Harrill heard after Dr. Bud Guider, a retired Loudon pediatrician, read about the accomplishment and texted her congratulations.

Distribution of vaccines has been “magnificent,” Guider said.

“What concerns me is that the rate of vaccinations is going down, and it needs to stay consistent,” Guider said. “The other thing that concerns me, and I don’t want to rain on this parade, but Tennessee statewide is one of the bottom states in the whole country. We’re in the bottom four — Tennessee, Louisiana, Mississippi and Alabama I think are the worst states in the country for vaccination rates. But Loudon County is the No. 1 county in the state of Tennessee out of 95 counties, so that’s fantastic. We’re doing our part. The state overall is doing very poorly though.”

“Keeping up the pace” is vital to push through the pandemic, he said.

“We don’t need to drop off, because if we don’t keep the pace going, the variants may get ahead of the vaccination rate and we could be in trouble again,” Guider said. “Timing is important. It’s not like we can wait three months and see how things are going. We need to keep this rate of vaccination going strong to minimize the development of variants. It’s a time-sensitive thing.”

Guider has been “amazed” at how many are unaware of vaccination availability.

“I run into people all the time, and they don’t know that they’re eligible,” he said. “… ‘Oh, I didn’t know I was eligible. I was just waiting my turn.’ Everybody in the state of Tennessee — everybody in the country I think, I know everybody in the state of Tennessee — is eligible 16 and up. … The health department is giving vaccines every day from 9-11 a.m. and 1-3 p.m. at the municipal park in Loudon, and you don’t have to have an appointment, and it’s a drive-through 15-minute process.

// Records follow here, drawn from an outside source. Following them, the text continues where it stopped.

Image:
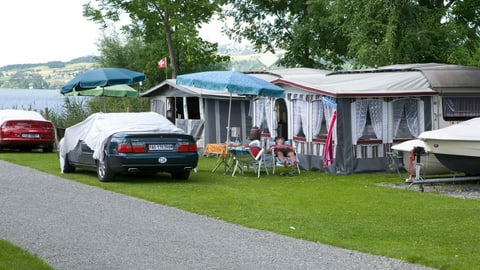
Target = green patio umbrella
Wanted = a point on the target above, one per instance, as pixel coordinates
(119, 90)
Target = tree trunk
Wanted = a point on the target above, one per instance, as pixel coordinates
(171, 49)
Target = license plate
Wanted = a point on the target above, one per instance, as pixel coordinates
(160, 147)
(30, 135)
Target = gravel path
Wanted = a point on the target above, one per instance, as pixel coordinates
(75, 226)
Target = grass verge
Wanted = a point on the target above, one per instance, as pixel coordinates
(13, 257)
(351, 211)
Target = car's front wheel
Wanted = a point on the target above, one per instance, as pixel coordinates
(48, 149)
(103, 171)
(183, 175)
(67, 167)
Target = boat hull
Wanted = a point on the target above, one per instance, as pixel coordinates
(430, 164)
(465, 164)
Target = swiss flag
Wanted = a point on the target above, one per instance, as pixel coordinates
(162, 63)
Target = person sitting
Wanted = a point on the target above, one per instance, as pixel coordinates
(254, 147)
(281, 150)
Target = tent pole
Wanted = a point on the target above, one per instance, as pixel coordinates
(229, 115)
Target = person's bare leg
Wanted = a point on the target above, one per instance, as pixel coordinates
(293, 160)
(281, 156)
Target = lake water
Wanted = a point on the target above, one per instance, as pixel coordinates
(31, 99)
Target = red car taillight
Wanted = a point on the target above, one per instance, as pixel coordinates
(187, 147)
(127, 147)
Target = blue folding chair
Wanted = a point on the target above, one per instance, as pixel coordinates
(276, 161)
(243, 158)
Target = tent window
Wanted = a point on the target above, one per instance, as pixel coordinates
(299, 118)
(405, 118)
(193, 108)
(460, 108)
(369, 119)
(319, 124)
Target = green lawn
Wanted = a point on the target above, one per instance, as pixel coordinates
(13, 257)
(352, 211)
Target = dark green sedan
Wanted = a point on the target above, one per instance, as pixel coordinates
(139, 143)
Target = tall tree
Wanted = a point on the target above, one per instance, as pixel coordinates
(326, 33)
(288, 25)
(166, 26)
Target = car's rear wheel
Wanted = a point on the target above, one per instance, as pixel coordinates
(183, 175)
(67, 167)
(103, 171)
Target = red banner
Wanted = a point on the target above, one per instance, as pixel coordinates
(162, 63)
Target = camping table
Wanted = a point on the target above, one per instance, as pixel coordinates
(220, 150)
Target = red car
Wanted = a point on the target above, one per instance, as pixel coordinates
(26, 130)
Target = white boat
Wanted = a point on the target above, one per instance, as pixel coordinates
(457, 147)
(430, 165)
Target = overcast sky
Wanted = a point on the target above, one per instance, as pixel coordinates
(38, 31)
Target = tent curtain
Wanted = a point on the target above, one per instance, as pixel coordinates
(375, 109)
(259, 111)
(411, 112)
(361, 107)
(317, 111)
(271, 117)
(300, 116)
(398, 106)
(297, 118)
(410, 107)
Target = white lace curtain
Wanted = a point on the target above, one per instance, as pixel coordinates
(264, 111)
(410, 107)
(329, 107)
(271, 116)
(300, 117)
(317, 111)
(375, 109)
(259, 111)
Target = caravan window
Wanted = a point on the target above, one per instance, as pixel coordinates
(300, 118)
(460, 108)
(319, 124)
(368, 119)
(405, 118)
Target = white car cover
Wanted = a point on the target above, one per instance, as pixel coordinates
(96, 129)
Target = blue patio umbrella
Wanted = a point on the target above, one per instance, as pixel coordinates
(232, 82)
(102, 77)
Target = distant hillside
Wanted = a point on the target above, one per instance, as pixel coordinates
(50, 75)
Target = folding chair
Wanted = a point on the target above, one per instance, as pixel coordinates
(243, 157)
(276, 161)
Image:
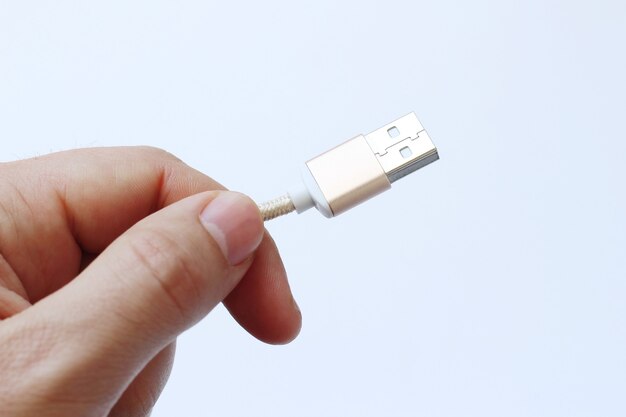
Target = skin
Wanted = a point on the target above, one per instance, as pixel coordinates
(104, 261)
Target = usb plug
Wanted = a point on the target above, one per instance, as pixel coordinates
(358, 169)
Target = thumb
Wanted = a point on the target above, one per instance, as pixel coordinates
(153, 282)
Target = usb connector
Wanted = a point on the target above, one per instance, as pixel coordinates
(358, 169)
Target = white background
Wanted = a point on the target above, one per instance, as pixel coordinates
(491, 283)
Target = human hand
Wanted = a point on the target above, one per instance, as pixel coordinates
(106, 256)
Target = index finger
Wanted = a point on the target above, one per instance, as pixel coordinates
(107, 190)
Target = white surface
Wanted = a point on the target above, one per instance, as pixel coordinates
(491, 283)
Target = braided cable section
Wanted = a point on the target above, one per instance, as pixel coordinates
(276, 207)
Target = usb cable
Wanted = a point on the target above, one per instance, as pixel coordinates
(357, 170)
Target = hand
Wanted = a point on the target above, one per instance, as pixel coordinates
(106, 255)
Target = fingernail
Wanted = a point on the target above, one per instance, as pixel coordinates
(233, 221)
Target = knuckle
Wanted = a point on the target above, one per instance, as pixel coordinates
(176, 278)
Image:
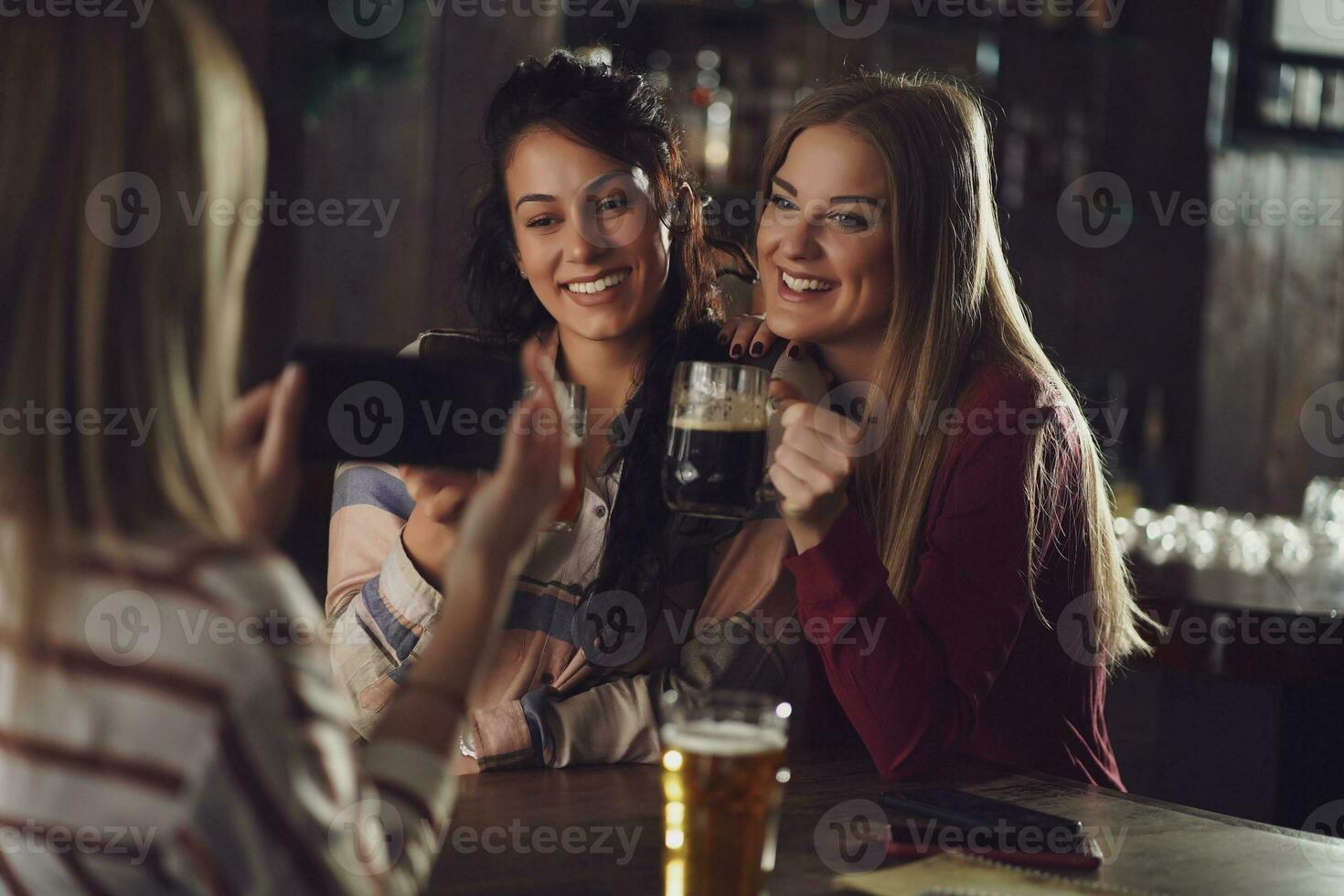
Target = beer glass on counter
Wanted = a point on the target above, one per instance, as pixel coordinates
(715, 464)
(723, 778)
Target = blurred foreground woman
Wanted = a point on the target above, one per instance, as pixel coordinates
(167, 716)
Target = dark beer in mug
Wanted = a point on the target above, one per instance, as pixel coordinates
(715, 460)
(722, 782)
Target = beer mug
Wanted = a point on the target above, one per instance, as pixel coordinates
(717, 457)
(723, 779)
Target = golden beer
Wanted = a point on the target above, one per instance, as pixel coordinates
(722, 782)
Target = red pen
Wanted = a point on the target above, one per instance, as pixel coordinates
(1069, 861)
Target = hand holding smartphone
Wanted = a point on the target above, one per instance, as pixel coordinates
(426, 411)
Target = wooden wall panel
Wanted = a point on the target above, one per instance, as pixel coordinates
(1273, 331)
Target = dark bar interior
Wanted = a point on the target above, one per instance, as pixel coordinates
(582, 446)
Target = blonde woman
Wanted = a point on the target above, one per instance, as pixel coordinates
(964, 513)
(167, 719)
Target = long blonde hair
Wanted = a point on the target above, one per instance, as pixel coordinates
(94, 324)
(955, 301)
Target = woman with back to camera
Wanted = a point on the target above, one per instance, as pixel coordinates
(149, 741)
(589, 240)
(980, 539)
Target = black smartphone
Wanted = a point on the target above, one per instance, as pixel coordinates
(992, 821)
(386, 409)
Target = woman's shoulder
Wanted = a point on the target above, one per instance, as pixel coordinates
(234, 579)
(1006, 383)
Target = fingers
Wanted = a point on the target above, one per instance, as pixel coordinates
(743, 335)
(280, 441)
(808, 443)
(245, 420)
(839, 432)
(761, 341)
(423, 483)
(795, 493)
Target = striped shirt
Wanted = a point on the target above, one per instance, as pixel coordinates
(552, 698)
(176, 730)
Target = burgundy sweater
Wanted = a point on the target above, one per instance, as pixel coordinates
(965, 666)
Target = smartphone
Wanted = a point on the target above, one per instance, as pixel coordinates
(386, 409)
(1006, 825)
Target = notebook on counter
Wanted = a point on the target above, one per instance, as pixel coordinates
(958, 875)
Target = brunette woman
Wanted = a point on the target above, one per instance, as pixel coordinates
(965, 508)
(591, 242)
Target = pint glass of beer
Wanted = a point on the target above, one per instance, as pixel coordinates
(574, 410)
(722, 782)
(717, 440)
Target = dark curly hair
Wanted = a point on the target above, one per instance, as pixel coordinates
(623, 117)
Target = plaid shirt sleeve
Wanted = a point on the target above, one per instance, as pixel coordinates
(734, 644)
(378, 604)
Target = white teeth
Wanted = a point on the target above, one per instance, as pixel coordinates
(806, 285)
(598, 285)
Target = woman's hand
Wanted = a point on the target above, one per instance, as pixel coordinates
(258, 454)
(749, 335)
(812, 465)
(431, 532)
(534, 473)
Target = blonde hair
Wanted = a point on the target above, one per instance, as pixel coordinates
(94, 325)
(955, 298)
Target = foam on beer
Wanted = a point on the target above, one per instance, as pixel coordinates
(722, 738)
(720, 417)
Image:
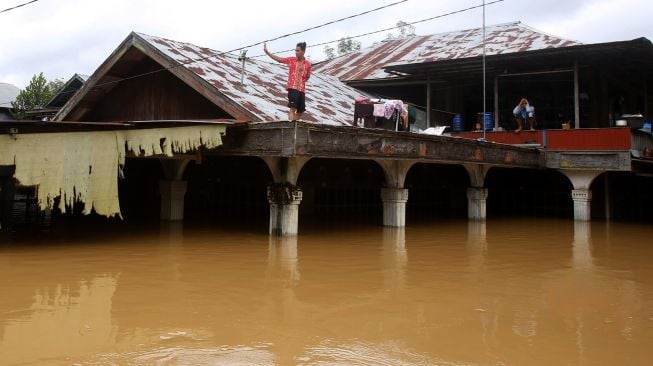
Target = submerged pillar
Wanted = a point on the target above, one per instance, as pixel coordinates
(394, 206)
(582, 204)
(172, 199)
(477, 203)
(581, 180)
(284, 199)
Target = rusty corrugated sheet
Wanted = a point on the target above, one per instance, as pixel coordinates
(328, 100)
(368, 63)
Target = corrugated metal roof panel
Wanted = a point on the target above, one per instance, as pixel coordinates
(368, 63)
(328, 100)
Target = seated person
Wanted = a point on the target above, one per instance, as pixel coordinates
(524, 112)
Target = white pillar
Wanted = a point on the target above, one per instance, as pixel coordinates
(284, 199)
(576, 97)
(582, 204)
(394, 206)
(496, 103)
(581, 180)
(476, 203)
(172, 199)
(428, 101)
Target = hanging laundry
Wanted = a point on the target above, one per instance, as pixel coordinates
(391, 105)
(379, 110)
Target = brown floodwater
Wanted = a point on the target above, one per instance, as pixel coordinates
(511, 292)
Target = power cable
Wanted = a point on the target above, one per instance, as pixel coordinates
(290, 34)
(392, 28)
(18, 6)
(240, 48)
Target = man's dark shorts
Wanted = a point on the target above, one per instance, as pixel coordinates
(297, 99)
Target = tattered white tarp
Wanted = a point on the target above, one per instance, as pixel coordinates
(85, 166)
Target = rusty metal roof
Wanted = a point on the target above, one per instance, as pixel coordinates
(368, 63)
(263, 94)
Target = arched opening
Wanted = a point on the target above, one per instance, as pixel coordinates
(229, 189)
(138, 191)
(436, 190)
(530, 193)
(341, 190)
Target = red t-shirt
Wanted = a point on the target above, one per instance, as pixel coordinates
(298, 74)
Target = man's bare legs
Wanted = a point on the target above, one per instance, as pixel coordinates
(293, 115)
(519, 124)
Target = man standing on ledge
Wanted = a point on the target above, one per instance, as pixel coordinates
(298, 74)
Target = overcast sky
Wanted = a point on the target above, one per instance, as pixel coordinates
(64, 37)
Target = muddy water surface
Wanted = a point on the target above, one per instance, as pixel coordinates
(527, 292)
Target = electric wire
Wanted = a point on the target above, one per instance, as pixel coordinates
(18, 6)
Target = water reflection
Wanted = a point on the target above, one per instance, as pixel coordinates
(394, 257)
(61, 322)
(582, 253)
(528, 292)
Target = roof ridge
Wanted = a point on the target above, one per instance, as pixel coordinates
(536, 30)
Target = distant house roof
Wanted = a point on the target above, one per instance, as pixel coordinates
(67, 90)
(369, 63)
(8, 94)
(217, 76)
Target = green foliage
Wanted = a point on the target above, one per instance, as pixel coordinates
(347, 45)
(36, 95)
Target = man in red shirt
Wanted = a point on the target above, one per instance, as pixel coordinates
(298, 73)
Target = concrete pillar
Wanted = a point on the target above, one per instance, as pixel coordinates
(581, 180)
(172, 199)
(582, 204)
(476, 203)
(284, 199)
(394, 206)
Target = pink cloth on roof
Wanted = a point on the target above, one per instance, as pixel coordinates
(379, 110)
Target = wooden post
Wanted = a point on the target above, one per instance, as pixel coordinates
(428, 101)
(496, 103)
(576, 97)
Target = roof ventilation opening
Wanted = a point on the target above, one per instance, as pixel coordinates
(243, 60)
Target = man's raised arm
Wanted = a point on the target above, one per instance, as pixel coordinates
(272, 56)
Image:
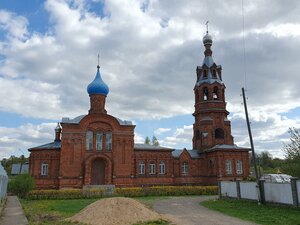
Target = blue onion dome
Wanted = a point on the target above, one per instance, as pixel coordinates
(97, 86)
(207, 39)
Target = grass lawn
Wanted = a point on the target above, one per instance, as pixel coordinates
(44, 212)
(251, 211)
(53, 212)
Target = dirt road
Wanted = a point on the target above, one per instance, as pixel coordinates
(188, 211)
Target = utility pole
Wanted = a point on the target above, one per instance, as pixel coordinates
(252, 149)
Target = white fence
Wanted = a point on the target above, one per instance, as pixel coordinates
(284, 193)
(3, 182)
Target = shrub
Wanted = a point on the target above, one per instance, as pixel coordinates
(166, 191)
(65, 194)
(21, 185)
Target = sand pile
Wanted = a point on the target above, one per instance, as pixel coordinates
(112, 211)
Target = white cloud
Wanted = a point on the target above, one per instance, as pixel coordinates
(16, 141)
(181, 138)
(14, 25)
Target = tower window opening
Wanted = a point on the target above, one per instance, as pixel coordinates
(196, 96)
(215, 93)
(142, 167)
(214, 75)
(152, 168)
(185, 168)
(205, 94)
(99, 140)
(219, 133)
(89, 140)
(108, 140)
(197, 134)
(239, 167)
(228, 167)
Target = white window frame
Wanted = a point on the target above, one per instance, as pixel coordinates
(239, 167)
(185, 168)
(152, 168)
(89, 140)
(108, 141)
(142, 168)
(99, 140)
(162, 167)
(228, 167)
(44, 169)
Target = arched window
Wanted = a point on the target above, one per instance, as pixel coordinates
(219, 133)
(44, 169)
(185, 168)
(197, 134)
(152, 168)
(99, 140)
(228, 167)
(214, 75)
(89, 140)
(162, 167)
(196, 96)
(215, 93)
(239, 167)
(108, 140)
(205, 93)
(204, 73)
(142, 167)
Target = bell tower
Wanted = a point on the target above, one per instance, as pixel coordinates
(211, 126)
(97, 91)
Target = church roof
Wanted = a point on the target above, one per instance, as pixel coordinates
(226, 147)
(77, 120)
(97, 86)
(207, 64)
(148, 147)
(49, 146)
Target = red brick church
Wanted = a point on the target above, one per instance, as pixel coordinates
(99, 149)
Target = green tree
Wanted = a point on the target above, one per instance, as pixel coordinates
(7, 163)
(147, 140)
(292, 153)
(155, 141)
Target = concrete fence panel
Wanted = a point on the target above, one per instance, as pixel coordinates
(279, 193)
(249, 190)
(228, 189)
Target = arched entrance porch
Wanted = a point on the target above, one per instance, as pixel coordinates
(98, 170)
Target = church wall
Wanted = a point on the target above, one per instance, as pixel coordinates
(49, 157)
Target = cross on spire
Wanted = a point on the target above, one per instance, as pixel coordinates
(206, 26)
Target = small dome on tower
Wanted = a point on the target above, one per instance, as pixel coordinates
(97, 86)
(207, 39)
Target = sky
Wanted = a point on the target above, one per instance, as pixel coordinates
(149, 51)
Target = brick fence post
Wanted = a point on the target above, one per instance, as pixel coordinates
(294, 191)
(238, 188)
(220, 189)
(262, 191)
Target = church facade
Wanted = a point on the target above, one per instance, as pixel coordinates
(99, 149)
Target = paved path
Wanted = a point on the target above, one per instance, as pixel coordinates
(188, 211)
(13, 213)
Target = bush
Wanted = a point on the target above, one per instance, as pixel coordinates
(21, 185)
(124, 192)
(166, 191)
(65, 194)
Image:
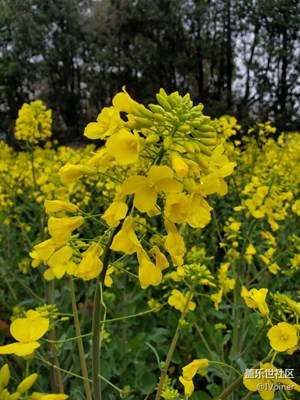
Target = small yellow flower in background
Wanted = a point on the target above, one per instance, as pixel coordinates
(26, 331)
(61, 228)
(70, 173)
(53, 206)
(283, 336)
(256, 298)
(91, 265)
(217, 298)
(188, 373)
(178, 301)
(115, 212)
(266, 380)
(149, 273)
(60, 264)
(27, 383)
(126, 240)
(146, 188)
(124, 147)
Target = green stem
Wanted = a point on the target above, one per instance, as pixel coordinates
(87, 388)
(173, 346)
(96, 325)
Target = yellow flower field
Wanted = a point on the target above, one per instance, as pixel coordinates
(161, 261)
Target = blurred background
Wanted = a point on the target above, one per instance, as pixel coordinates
(238, 57)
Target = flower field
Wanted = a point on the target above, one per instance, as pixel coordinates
(160, 261)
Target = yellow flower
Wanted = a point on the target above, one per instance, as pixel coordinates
(60, 263)
(53, 206)
(217, 298)
(124, 146)
(115, 212)
(91, 265)
(174, 243)
(126, 239)
(160, 259)
(190, 370)
(178, 301)
(188, 386)
(26, 331)
(159, 179)
(61, 228)
(177, 207)
(266, 380)
(123, 102)
(108, 279)
(256, 299)
(199, 212)
(149, 273)
(70, 173)
(283, 336)
(108, 122)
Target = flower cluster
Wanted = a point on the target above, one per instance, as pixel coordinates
(34, 122)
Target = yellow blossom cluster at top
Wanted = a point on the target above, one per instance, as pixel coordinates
(34, 122)
(165, 161)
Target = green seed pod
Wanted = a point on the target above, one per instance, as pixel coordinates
(144, 112)
(208, 142)
(156, 108)
(207, 135)
(168, 141)
(27, 383)
(189, 147)
(163, 102)
(4, 376)
(205, 150)
(15, 396)
(206, 128)
(201, 161)
(153, 138)
(143, 122)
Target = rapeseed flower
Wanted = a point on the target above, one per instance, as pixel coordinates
(256, 298)
(126, 240)
(268, 376)
(124, 147)
(26, 331)
(91, 265)
(283, 336)
(146, 188)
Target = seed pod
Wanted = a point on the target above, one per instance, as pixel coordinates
(208, 142)
(156, 108)
(143, 122)
(163, 102)
(205, 150)
(206, 128)
(168, 141)
(4, 376)
(189, 147)
(27, 383)
(201, 161)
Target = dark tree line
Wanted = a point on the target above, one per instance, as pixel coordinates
(239, 57)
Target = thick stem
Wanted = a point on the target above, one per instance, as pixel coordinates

You don’t even have to get out of your car. Just drive up there, get your shot, wait 15 minutes and drive out. … A lot of people just don’t seem to know that.”

U.S. Air Force Technical Sgt. Niki Hammontree has distributed vaccines daily at Loudon Municipal Park.

“It is really cool to be a part of something that big, especially in Loudon County because it’s more of a rural county,” Hammontree said. “To think that we’re doing more than Davidson County, Knox County, all across the state, it’s very overwhelming and very humbling. We love our Loudon County residents for coming.”